Detectives concluded that the ex-boyfriend had murdered the family out of rage over the breakup of the couple's romantic relationship, police spokesman Bernard Gonzales said.
Almonte — a divorced Dominican Republic citizen who supported himself by doing odd jobs and construction pick-up work — had been living with the family for an undetermined amount of time, and all four had moved into the three-floor townhouse in a newly developed section of the Eastlake district of Chula Vista a few weeks before the murder-suicide occurred.
Alvarez, also divorced, either had already broken up with Almonte, who was not the youngsters' father, or was actively trying to at the time of her death, police said.
Police believe the jilted man killed the family early on the morning of May 30. Roughly 48 hours later, he hurled himself off the towering freeway bridge near Sweetwater Reservoir. Toll-road records indicated that he had entered the state route several miles to the south of that spot shortly after midnight, Turner said.
Postmortem tests showed that Almonte had traces of cocaine and morphine in his system.

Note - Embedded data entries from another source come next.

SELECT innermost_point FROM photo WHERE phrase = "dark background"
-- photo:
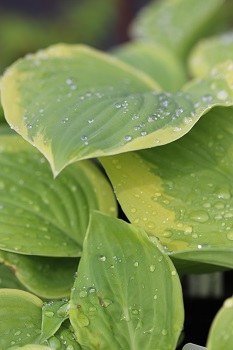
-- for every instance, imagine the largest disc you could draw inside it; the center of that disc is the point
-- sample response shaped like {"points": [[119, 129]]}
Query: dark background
{"points": [[26, 26]]}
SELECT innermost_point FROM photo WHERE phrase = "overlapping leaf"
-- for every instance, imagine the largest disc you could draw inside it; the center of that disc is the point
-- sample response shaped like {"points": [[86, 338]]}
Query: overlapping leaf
{"points": [[69, 106], [43, 216], [64, 338], [8, 279], [54, 314], [209, 52], [156, 61], [182, 192], [127, 294], [221, 332], [50, 278], [176, 24], [20, 318]]}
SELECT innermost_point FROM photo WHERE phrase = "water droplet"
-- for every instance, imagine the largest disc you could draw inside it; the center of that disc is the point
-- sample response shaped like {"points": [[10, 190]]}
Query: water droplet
{"points": [[69, 81], [17, 333], [228, 303], [62, 311], [102, 258], [188, 230], [106, 302], [152, 268], [49, 314], [135, 311], [70, 347], [176, 129], [83, 294], [222, 193], [230, 235], [54, 343], [222, 95], [199, 216], [167, 234], [92, 309], [128, 138]]}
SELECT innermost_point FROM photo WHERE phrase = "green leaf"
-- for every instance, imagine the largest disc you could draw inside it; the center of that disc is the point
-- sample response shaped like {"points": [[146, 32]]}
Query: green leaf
{"points": [[221, 336], [64, 339], [8, 279], [176, 24], [210, 52], [54, 314], [43, 216], [127, 294], [182, 192], [54, 276], [156, 61], [20, 318], [99, 94], [74, 91], [33, 347]]}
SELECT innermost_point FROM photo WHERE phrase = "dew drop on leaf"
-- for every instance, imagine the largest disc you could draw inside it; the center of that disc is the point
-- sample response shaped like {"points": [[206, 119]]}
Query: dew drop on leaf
{"points": [[199, 215], [222, 95], [135, 311], [152, 268], [128, 138], [83, 294], [102, 258]]}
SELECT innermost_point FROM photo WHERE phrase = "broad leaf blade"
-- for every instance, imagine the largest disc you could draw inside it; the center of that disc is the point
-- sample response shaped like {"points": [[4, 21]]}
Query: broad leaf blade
{"points": [[54, 276], [210, 52], [221, 335], [127, 294], [121, 99], [175, 24], [54, 314], [156, 61], [8, 279], [43, 216], [65, 95], [182, 192], [64, 339], [20, 318]]}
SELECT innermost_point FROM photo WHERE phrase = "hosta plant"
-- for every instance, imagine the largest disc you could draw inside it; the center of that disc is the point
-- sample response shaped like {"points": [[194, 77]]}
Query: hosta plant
{"points": [[146, 127]]}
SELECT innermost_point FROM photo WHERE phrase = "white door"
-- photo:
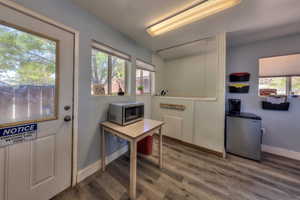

Investigators have not found or identified the weapons Almonte used to strangle and bludgeon the victims, and details on the motivation for the slayings also remain elusive, Turner said.
“He didn't leave any notes behind to explain what happened or … why he was doing what he was doing,” the lieutenant said.
The couple had experienced no prior “significant” instances of domestic violence, according to Turner. Household disturbances had occurred, but they resulted in no arrests, he said.